Donghui Li, From experimental data to structured knowledge: Literature curation workflow at The Arabidopsis Information Resource. 5th International Biocuration Conference (BioCreative), Washington, DC, USA, April 2-4, 2012.

5. Other Highlights

A. Ontology Development Contributions

GO terms contributed by TAIR

NEED TO UPDATE Donghui Li has submitted 58 SourceForge term requests on behalf of TAIR curators from December 2009 to December 2010 (each request may contain multiple terms). Of these 58 requests, 52 have been closed. 56 new GO terms have been created.

Other ontology development work

Tanya Berardini:

continues to participate in creating cross-products for terms within and among the three GO namespaces
participated in LEGO prototyping and modeling
participated in the project to align GO with ChEBI
working on aligning the Plant Ontology (PO) with GO with respect to anatomical structures used in the development branch of the biological process ontology
participates in the rota for Sourceforge request (4 total people in rota, one week at a time, weekly conference call)
participates in the rota for the gatekeeper for the TermGenie requests (4 total people in rota, one week at a time)
attends weekly GO editors conference call

Donghui Li:

attends regular GO annotation conference calls as the TAIR representative

B. Annotation outreach and user advocacy efforts

PAINT annotation

Donghui Li does PAINT-based annotation.

TOAST (TAIR Online Annotation Submission Tool)

TAIR continues to collect controlled vocabulary annotations via its online tool.
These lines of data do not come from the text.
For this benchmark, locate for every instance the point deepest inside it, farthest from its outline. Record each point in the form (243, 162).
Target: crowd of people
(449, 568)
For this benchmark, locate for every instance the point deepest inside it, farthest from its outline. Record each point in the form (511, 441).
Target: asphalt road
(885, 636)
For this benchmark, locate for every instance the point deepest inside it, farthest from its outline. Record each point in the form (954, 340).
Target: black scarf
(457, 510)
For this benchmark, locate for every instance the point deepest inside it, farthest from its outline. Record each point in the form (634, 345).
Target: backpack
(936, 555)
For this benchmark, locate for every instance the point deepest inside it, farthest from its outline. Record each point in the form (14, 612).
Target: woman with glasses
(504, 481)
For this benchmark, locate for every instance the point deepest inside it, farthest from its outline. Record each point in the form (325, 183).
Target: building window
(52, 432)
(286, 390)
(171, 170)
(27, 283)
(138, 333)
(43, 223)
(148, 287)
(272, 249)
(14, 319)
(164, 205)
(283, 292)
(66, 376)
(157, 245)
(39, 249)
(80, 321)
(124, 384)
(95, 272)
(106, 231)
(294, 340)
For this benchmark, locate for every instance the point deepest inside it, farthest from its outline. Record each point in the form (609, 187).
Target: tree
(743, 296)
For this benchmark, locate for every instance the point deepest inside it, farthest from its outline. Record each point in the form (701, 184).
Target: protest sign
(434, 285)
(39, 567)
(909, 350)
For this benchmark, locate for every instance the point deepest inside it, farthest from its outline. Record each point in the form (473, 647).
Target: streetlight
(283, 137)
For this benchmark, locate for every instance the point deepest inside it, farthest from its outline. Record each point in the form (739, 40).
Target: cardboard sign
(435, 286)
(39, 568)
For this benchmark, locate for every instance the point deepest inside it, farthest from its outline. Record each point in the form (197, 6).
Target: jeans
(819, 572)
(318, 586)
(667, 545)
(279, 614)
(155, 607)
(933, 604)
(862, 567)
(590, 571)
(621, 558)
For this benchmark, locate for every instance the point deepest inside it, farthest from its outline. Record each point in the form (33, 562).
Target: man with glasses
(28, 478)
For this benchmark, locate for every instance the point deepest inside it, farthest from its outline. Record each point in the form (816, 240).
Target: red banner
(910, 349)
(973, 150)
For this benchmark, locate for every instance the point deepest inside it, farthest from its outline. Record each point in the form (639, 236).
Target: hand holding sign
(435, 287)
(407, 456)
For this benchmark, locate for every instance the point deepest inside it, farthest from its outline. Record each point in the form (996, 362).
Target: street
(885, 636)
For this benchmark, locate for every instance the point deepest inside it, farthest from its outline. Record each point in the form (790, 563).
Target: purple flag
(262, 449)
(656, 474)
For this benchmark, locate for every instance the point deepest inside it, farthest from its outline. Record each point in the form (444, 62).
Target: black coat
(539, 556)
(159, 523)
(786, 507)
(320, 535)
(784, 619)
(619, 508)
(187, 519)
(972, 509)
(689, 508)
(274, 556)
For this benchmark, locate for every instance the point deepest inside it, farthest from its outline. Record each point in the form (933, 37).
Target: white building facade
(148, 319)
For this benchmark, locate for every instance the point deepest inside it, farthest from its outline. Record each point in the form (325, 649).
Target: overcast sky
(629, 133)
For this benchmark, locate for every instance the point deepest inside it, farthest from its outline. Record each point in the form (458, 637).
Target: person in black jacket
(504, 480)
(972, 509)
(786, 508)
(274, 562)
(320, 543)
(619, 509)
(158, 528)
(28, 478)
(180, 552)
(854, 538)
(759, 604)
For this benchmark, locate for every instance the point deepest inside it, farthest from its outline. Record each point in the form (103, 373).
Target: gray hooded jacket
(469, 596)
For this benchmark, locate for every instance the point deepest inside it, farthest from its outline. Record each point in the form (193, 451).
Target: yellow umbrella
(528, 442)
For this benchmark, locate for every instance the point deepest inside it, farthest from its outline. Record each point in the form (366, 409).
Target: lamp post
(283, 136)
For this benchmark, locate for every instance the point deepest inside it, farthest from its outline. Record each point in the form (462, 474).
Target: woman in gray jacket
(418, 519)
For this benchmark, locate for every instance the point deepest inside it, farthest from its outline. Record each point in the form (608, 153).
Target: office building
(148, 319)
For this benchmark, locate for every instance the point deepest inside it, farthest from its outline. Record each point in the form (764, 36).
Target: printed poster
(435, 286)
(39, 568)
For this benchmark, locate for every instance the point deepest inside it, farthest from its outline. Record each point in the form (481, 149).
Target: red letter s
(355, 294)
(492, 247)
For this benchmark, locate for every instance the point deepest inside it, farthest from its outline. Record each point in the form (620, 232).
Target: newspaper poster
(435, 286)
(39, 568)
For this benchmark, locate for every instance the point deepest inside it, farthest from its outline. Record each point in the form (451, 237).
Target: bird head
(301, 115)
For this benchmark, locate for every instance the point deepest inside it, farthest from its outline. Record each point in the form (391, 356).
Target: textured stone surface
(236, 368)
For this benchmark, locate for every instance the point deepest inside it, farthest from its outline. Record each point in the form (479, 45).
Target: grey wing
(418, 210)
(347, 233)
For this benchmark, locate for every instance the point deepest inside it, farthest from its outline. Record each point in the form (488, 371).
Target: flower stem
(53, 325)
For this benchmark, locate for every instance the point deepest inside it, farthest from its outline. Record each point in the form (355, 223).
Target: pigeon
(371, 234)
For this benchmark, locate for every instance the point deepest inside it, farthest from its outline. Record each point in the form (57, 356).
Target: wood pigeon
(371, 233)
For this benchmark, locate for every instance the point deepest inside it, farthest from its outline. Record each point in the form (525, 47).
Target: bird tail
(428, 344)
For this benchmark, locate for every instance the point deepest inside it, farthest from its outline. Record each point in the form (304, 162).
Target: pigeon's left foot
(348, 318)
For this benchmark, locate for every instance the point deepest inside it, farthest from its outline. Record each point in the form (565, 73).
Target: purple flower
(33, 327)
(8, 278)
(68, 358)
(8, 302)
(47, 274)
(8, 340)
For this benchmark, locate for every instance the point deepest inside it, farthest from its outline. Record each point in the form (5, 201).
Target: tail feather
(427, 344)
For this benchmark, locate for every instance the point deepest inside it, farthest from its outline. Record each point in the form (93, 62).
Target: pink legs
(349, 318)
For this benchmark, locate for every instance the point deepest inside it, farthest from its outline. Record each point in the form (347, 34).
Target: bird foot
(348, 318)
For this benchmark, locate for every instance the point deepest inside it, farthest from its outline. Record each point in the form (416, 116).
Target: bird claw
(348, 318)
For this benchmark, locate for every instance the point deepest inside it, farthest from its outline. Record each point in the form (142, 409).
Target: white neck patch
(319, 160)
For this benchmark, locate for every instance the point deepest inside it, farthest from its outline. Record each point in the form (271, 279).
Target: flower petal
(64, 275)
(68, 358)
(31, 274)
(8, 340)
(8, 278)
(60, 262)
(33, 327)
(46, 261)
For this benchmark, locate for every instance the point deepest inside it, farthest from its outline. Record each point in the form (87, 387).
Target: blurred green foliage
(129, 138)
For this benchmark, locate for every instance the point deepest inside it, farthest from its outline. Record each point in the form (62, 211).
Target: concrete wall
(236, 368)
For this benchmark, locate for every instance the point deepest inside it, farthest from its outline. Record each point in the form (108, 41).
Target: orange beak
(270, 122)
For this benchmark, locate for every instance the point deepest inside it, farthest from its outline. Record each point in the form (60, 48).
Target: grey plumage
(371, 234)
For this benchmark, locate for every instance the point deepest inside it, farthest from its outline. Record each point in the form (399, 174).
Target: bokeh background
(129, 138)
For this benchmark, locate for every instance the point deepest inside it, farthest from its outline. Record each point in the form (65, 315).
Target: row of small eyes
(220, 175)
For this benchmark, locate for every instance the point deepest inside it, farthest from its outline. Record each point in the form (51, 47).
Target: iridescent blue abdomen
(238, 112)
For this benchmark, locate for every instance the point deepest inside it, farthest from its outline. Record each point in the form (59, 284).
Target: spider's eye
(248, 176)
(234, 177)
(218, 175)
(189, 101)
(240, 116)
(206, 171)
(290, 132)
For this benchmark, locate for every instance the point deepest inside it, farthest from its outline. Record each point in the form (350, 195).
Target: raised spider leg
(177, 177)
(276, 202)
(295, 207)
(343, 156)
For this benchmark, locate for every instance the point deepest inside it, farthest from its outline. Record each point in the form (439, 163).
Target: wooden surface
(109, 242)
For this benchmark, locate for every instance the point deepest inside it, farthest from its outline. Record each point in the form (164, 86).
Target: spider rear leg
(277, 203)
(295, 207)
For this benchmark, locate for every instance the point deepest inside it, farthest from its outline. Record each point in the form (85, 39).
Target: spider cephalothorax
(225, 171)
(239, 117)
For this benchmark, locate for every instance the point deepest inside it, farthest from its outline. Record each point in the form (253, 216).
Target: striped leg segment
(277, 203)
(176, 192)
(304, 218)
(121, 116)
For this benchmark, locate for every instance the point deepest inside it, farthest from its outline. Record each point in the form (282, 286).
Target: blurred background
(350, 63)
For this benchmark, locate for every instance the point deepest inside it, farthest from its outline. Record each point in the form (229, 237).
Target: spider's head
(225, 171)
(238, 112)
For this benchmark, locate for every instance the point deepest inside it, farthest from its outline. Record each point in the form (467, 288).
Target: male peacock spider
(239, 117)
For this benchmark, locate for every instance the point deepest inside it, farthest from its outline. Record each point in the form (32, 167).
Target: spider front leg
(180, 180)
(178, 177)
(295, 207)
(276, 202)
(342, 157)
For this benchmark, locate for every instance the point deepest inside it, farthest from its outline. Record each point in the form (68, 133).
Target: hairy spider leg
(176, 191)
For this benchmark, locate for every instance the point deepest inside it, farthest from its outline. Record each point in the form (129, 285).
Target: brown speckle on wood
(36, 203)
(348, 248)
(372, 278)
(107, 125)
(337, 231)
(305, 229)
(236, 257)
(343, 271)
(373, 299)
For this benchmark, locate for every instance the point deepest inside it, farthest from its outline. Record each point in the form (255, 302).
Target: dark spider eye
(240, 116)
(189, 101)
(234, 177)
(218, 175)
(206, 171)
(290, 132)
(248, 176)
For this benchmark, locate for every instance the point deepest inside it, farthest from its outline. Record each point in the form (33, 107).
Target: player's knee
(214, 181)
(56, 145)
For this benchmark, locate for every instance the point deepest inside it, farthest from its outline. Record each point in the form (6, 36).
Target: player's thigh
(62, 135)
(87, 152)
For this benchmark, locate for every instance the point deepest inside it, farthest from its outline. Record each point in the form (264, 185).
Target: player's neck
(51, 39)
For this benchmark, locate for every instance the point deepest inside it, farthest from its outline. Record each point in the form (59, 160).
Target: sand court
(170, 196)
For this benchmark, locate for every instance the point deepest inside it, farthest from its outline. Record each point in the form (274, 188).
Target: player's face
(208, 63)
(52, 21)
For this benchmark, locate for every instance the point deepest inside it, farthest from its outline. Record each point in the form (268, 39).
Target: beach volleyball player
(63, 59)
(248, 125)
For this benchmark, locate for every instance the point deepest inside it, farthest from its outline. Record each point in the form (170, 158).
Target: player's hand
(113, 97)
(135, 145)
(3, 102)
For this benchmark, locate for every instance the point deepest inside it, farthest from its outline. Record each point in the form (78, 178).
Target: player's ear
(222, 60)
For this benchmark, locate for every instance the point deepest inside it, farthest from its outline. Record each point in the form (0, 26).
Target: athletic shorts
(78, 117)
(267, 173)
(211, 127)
TOAST

TAIR can accept annotations based on any journal article, regardless of the journal it was published in, provided that the article has a DOI or a PMID. Submitters must be registered at TAIR.

GO help

Tanya Berardini continues to participate in manning the GO helpdesk. This involves answering the questions that come in through gohelp@geneontology.org or forwarding them to the appropriate parties for response. There are 8 GOC curators that rotate this task, one week at a time.

C. Other highlights - none

Donghui Li continues to serve as a member of the BioCreative User Advisory Group. This involves defining the task for BioCreative V (development of modules to aid GO curators in identifying articles with curatable GO information (triage) and extracting gene function terms and the associated evidence sentences in full-length articles) as well as developing a strategy to create a gold-standard annotated literature corpus for text mining.